2 FAY BÖLGESİNİN ORTASINDA
Sürüklenen ve kilitli fay teorilerine dair de açıklamalarda bulunan Bohnhoff, son depremin Marmara Denizi’nin ortasında, batıda (Tekirdağ yönü) ağırlıklı olarak sürüklenen fay bölgesi ile doğuda (İstanbul yönü) çoğunlukla ya da tamamen kilitli olan fay bölgesinin geçiş noktasında meydana geldiğini söyledi: “Sürünme, iki levhanın yavaşça ve sismik olmayan bir şekilde birbirinin yanından kayarak daha az enerji biriktirmesi anlamına gelir. Yine de sürüklenen segmentler büyük depremler sırasında aktive olabilir. Kilitli segmentler ise levhalar arasında yüksek sürtünme olduğu ve levha hareketiyle sisteme aktarılan enerjinin büyük kısmının ya da tamamının biriktiği alanlardır. Kilitli segment, yaklaşık olarak 6.2’lik depremin merkez üssü ile Adalar’ın doğusundaki İzmit Körfezi arasında uzanır. Daha büyük bir depremde esas kırılma, kilitli fay bölümünde gerçekleşmesi beklense de sürüklenen segment boyunca da yayılabilir.”
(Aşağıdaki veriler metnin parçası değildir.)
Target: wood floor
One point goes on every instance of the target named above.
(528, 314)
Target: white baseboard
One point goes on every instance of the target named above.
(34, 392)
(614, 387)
50-60 ORTA DEPREM OLMASI LAZIM
Silivri açıklarındaki son depremin, beklenen büyük İstanbul depremini biraz daha yakın bir tarihe getirmiş olabileceği ama bir öncü deprem olmadığı tezine katıldığını dile getiren Bohnhoff, biriken tüm enerjinin 5 ila 6 civarındaki orta büyüklükteki depremlerle boşalmasının kâğıt üzerinde mümkün olduğu, böyle bir stresin boşalması için pratikte yaklaşık 50-60 orta büyüklükte depremin meydana gelmesi gerektiği, ancak bu durumda büyük bir depremin olmayabileceği görüşünde.